Intel® Fortran Compiler Classic and Intel® Fortran Compiler Developer Guide and Reference

ID 767251
Date 3/22/2024
Public
Document Table of Contents

PARALLEL Directive for OpenMP

OpenMP* Fortran Compiler Directive: Defines a parallel region.

Syntax

!$OMP PARALLEL [clause[[,] clause] ... ]

   loosely-structured-block

!$OMP END PARALLEL

-or-

!$OMP PARALLEL [clause[[,] clause] ... ]

   strictly-structured-block

[!$OMP END PARALLEL]

clause

Is one or more of the following:

  • ALLOCATE ([allocator :] list)

  • COPYIN (list)

  • DEFAULT (PRIVATE | FIRSTPRIVATE | SHARED | NONE)

  • FIRSTPRIVATE (list)

  • IF ([PARALLEL:] scalar-logical-expression)

  • NUM_THREADS ( scalar_integer_expression)

    Specifies the number of threads to be used in a parallel region. The scalar_integer_expression must evaluate to a positive scalar integer value. Only a single NUM_THREADS clause can appear in the directive.

  • PRIVATE (list)

  • PROC_BIND (PRIMARY | MASTER | CLOSE | SPREAD)

    Specifies a method for mapping the threads in the team to the "places" in the current partition.

    Once a thread is assigned to a place, the OpenMP* implementation should not move it to another place.

    PRIMARY instructs the execution environment to assign every thread in the team to the same place as the primary thread. MASTER has been deprecated and replaced by PRIMARY. CLOSE instructs the execution environment to assign the threads to places close to the place of the parent thread. SPREAD creates a sparse distribution for a team of T threads among the P places of the parent's place partition.

    For CLOSE and SPREAD, the threads with the smallest numbers are assigned starting with the place of the primary thread. For CLOSE, threads are packed into consecutive places within the parent's partition. For SPREAD, the partition of the primary thread is sub-divided and threads in the team are assigned round-robin to those subpartitions.

    Only a single PROC_BIND clause can appear in the directive.

  • REDUCTION ([reduction-modifier, ]reduction-identifier : list)

  • SHARED (list)

loosely-structured-block

Is a structured block (section) of statements or constructs. You cannot branch into or out of the block.

strictly-structured-block

Is a Fortran BLOCK construct. You cannot branch into or out of the BLOCK construct.

The PARALLEL and END PARALLEL directive pair must appear in the same routine in the executable section of the code.

The END PARALLEL directive denotes the end of the parallel region. There is an implied barrier at this point.
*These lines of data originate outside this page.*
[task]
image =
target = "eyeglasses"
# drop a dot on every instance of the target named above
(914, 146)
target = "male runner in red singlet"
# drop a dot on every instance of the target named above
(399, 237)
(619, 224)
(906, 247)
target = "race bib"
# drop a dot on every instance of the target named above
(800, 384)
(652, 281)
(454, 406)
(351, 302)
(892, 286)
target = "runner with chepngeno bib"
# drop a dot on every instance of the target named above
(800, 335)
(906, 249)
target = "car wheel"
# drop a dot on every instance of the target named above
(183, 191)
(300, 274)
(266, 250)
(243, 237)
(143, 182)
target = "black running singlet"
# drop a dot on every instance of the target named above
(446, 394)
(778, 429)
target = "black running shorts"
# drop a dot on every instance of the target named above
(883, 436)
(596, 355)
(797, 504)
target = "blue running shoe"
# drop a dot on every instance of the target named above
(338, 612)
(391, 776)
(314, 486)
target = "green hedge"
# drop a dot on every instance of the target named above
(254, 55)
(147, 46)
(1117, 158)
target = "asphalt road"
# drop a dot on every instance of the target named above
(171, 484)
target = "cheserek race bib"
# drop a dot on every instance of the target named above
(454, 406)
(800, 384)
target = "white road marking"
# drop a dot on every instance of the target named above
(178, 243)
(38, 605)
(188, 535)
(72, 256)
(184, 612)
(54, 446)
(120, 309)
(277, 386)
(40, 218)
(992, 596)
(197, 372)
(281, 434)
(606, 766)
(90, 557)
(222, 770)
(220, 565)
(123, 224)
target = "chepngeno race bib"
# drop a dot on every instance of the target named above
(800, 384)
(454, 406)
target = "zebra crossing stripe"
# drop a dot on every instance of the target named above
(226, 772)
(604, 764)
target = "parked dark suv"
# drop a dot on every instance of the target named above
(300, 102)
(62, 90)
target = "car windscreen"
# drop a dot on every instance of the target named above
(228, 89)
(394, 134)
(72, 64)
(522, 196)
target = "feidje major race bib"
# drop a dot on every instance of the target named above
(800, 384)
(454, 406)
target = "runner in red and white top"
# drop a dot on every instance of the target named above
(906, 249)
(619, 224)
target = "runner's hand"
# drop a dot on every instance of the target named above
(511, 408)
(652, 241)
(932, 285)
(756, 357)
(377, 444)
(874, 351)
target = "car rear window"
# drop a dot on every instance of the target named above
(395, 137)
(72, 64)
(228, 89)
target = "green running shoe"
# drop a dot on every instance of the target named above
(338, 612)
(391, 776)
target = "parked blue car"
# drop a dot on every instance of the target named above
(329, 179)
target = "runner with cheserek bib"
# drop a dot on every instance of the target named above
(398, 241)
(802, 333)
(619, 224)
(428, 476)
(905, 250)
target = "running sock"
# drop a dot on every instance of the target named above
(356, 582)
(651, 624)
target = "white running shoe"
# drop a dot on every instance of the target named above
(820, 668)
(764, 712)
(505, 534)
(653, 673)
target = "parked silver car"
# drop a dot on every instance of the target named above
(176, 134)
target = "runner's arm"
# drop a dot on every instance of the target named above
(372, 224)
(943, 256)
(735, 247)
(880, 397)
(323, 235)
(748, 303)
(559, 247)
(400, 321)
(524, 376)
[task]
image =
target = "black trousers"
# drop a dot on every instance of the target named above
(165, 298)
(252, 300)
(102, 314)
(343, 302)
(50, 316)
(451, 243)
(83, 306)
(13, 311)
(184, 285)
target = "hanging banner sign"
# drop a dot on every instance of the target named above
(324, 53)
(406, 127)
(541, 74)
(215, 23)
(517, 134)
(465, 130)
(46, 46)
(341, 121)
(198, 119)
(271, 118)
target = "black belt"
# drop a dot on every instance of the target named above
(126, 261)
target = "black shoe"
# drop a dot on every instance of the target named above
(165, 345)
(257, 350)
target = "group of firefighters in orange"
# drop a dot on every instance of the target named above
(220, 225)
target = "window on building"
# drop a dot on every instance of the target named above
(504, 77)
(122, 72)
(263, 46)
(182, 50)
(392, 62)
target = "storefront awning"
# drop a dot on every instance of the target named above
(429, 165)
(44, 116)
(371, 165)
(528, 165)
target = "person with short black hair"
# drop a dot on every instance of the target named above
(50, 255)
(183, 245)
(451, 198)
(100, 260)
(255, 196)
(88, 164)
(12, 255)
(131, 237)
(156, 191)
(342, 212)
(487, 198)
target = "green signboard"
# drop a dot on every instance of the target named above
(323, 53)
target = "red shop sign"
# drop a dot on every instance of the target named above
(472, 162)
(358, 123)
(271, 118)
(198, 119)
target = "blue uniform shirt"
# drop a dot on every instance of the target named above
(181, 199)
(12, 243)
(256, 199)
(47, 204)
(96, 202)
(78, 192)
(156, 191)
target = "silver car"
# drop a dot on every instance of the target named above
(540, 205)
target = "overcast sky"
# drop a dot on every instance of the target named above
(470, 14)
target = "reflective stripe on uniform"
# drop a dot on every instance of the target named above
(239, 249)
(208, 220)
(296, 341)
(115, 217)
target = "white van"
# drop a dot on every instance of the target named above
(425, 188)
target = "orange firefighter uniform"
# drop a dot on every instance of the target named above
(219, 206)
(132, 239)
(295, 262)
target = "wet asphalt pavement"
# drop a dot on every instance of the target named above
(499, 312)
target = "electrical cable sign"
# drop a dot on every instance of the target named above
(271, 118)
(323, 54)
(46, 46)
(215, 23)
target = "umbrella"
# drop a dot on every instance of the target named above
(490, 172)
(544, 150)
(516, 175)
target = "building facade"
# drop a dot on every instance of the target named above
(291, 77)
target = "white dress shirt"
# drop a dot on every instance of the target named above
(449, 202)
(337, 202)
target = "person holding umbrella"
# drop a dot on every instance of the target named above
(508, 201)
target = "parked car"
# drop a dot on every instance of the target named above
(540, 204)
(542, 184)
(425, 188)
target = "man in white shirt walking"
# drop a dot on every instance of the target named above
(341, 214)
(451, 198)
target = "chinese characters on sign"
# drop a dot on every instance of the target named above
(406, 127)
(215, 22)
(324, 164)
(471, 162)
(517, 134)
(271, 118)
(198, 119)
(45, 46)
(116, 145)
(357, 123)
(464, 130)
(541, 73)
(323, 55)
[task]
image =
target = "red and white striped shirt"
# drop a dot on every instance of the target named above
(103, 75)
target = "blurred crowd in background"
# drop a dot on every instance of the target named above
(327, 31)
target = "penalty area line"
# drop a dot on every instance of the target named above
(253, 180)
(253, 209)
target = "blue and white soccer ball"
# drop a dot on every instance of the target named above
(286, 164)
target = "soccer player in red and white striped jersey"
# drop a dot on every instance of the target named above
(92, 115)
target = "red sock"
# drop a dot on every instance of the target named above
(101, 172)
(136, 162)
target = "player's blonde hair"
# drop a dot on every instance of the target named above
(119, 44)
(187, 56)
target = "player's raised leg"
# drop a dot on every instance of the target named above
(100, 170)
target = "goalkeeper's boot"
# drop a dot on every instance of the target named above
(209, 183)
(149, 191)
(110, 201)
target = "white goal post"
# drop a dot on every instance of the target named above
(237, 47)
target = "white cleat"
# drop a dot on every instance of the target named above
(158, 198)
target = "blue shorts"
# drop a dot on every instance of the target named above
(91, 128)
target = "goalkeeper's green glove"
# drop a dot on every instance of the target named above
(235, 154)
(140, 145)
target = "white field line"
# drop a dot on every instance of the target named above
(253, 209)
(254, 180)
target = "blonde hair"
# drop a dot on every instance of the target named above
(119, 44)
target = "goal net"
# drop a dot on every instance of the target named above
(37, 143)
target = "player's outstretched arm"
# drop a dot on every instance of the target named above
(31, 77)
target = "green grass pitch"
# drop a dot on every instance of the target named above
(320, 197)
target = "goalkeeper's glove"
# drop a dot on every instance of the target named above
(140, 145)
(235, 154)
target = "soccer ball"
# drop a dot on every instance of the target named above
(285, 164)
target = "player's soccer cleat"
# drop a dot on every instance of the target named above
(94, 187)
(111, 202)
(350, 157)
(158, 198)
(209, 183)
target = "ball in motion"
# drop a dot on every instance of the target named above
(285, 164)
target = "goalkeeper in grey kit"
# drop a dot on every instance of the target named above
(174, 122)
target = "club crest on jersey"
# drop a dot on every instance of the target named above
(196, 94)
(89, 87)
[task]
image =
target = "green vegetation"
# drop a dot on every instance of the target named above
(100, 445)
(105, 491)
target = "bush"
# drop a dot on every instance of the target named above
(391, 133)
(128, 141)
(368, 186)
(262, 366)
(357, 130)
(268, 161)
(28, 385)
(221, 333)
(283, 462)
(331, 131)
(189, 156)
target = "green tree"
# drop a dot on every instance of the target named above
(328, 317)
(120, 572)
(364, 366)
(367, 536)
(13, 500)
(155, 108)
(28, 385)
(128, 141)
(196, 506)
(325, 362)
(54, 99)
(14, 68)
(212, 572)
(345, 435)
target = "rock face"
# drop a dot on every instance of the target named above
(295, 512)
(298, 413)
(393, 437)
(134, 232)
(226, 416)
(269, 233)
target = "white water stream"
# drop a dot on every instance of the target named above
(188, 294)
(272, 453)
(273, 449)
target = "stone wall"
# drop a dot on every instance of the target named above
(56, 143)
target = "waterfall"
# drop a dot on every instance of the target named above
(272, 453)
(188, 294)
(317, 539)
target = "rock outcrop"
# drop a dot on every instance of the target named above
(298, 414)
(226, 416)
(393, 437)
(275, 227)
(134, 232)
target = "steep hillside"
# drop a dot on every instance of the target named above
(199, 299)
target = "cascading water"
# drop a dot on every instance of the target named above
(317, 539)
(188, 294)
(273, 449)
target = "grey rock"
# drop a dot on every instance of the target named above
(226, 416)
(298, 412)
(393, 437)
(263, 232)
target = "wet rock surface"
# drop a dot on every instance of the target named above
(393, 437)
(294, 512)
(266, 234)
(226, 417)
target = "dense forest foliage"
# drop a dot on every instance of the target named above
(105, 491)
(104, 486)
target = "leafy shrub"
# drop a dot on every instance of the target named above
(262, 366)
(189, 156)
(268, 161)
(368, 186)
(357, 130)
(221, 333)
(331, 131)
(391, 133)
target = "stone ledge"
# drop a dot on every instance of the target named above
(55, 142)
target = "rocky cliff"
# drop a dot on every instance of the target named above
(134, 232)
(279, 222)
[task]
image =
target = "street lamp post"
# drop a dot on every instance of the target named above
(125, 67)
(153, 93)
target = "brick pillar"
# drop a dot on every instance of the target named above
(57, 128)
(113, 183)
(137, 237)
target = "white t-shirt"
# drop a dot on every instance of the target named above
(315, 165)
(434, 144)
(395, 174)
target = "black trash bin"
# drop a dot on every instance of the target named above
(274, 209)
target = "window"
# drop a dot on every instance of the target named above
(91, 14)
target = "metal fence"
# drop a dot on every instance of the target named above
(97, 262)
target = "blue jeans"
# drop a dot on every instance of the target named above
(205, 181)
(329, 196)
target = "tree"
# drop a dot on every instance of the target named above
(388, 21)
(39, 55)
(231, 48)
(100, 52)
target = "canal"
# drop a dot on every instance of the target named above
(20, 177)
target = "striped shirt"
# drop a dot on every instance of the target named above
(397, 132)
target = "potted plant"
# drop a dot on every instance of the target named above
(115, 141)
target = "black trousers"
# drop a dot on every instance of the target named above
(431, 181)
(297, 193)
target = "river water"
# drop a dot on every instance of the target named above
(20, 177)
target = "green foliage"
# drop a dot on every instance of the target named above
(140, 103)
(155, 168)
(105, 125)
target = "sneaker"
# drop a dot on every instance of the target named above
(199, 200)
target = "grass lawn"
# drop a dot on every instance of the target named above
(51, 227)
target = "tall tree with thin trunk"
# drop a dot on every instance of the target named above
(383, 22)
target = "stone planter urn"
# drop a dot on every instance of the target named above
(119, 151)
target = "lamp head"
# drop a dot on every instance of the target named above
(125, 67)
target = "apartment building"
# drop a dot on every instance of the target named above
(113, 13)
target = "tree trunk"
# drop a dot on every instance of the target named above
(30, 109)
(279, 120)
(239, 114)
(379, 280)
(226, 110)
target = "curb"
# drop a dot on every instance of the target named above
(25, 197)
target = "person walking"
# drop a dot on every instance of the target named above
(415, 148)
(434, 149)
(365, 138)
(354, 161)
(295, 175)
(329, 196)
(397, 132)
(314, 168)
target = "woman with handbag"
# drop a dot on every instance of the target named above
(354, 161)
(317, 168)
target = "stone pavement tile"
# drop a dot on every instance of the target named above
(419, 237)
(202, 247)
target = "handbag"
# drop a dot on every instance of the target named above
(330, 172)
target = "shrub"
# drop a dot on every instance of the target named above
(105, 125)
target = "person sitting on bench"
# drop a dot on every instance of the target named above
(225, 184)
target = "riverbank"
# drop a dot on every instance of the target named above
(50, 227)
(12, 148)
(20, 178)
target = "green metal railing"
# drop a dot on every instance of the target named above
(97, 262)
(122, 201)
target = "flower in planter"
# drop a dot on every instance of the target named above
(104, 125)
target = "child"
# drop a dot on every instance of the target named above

Only the primary thread of the team continues execution at the end of a parallel region.

The number of threads in the team can be controlled by the NUM_THREADS clause, the environment variable OMP_NUM_THREADS, or by calling the runtime library routine OMP_SET_NUM_THREADS from a serial portion of the program.

NUM_THREADS supersedes the OMP_SET_NUM_THREADS routine, which supersedes the OMP_NUM_THREADS environment variable. Subsequent parallel regions, however, are not affected unless they have their own NUM_THREADS clauses.

Once specified, the number of threads in the team remains constant for the duration of that parallel region.

If the dynamic threads mechanism is enabled by an environment variable or a library routine, then the number of threads requested by the NUM_THREADS clause is the maximum number to use in the parallel region.

The code contained within the dynamic extent of the parallel region is executed on each thread, and the code path can be different for different threads.

If a thread executing a parallel region encounters another parallel region, it creates a new team and becomes the primary thread of that new team. By default, nested parallel regions are always serialized and executed by a team of one thread.

Example

You can use the PARALLEL directive in coarse-grain parallel programs. In the following example, each thread in the parallel region decides what part of the global array X upon which to work based on the thread number:

  !$OMP PARALLEL DEFAULT(PRIVATE) SHARED(X,NPOINTS)
        IAM = OMP_GET_THREAD_NUM( )
        NP = OMP_GET_NUM_THREADS( )
        IPOINTS = NPOINTS/NP
        CALL SUBDOMAIN(X,IAM,IPOINTS)
  !$OMP END PARALLEL

Assuming you previously used the environment variable OMP_NUM_THREADS to set the number of threads to six, you can change the number of threads between parallel regions as follows:

        CALL OMP_SET_NUM_THREADS(3)
  !$OMP PARALLEL
  ...
  !$OMP END PARALLEL
        CALL OMP_SET_NUM_THREADS(4)
  !$OMP PARALLEL DO
  ...
  !$OMP END PARALLEL DO